Minnesota College Bans Nobel Laureate Tutu From Talk On Peace and Justice
by Scott Jaschik
Last week’s visit by Iran’s president to Columbia University symbolized to many the openness of American higher education to hearing controversial ideas and individuals. An incident coming to light at the University of St. Thomas, in Minnesota, illustrates that some speakers are denied campus platforms. In this case, the would-be speaker isn’t a Holocaust denier. Nor does he run a government that routinely denies basic civil rights to scholars, journalists or gay people.
The speaker barred at St. Thomas won the Nobel Peace Prize.
Archbishop Desmond Tutu, who won the prize for his nonviolent opposition to South Africa’s apartheid regime, was deemed unworthy of appearing at St. Thomas because of comments he made criticizing Israel - comments the university says were “hurtful” to some Jewish people.

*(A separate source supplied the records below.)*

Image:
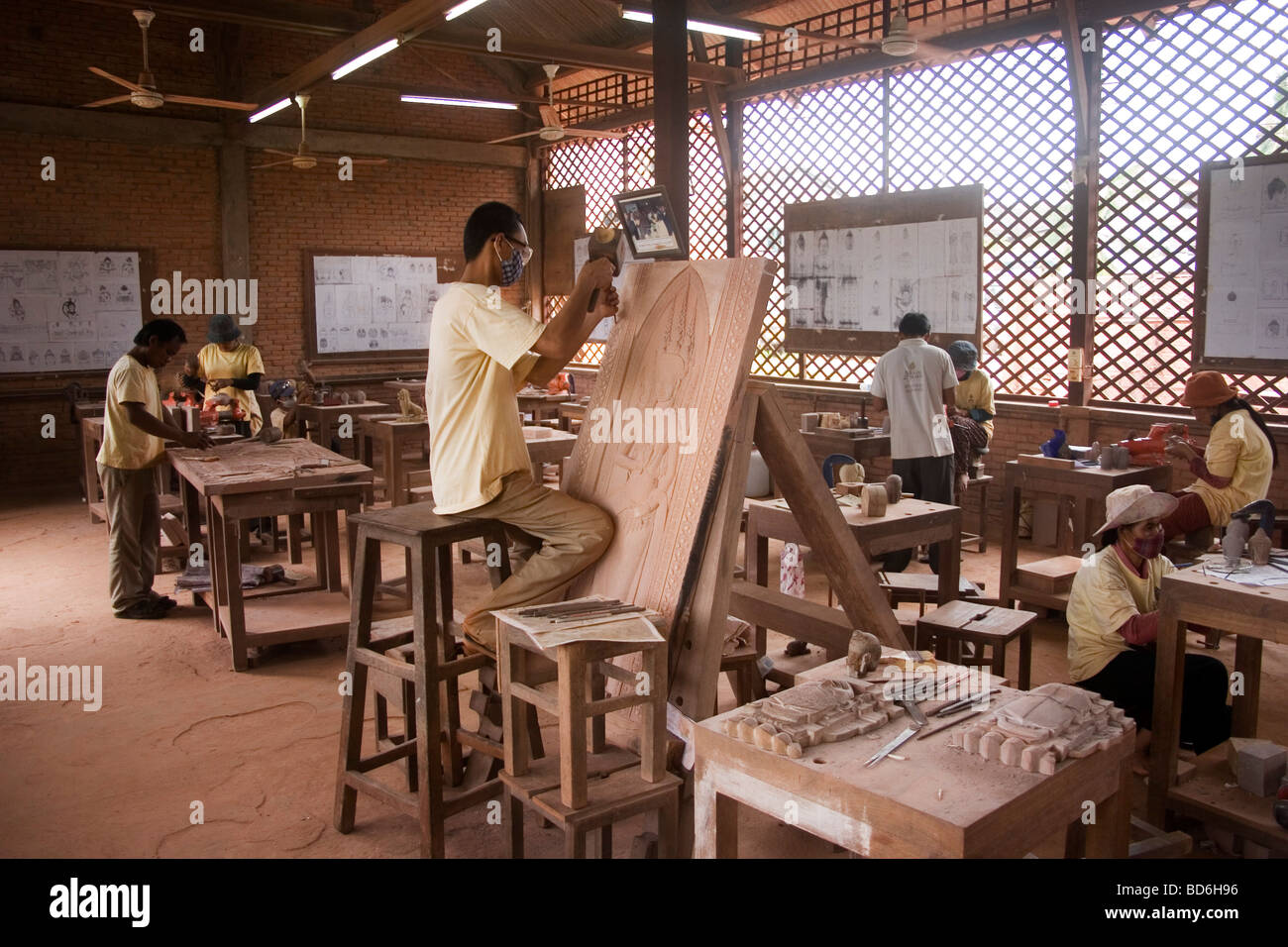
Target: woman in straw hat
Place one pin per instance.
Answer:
(1235, 467)
(1113, 622)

Further, the university demoted the director of the program that invited Tutu after she wrote a letter to him and others complaining about the revocation of the invitation. (She retains a tenured faculty job.)
While the incident happened several months ago, it has only just become public, when it was reported by City Pages, the alt-weekly in Minneapolis-St. Paul. The revoked invitation has some faculty members at the university seething.
“There isn’t any academic freedom here when this happens,” said Marv Davidov, an adjunct faculty member who has taught courses about nonviolence for 15 years at the university. “This is cowardice.”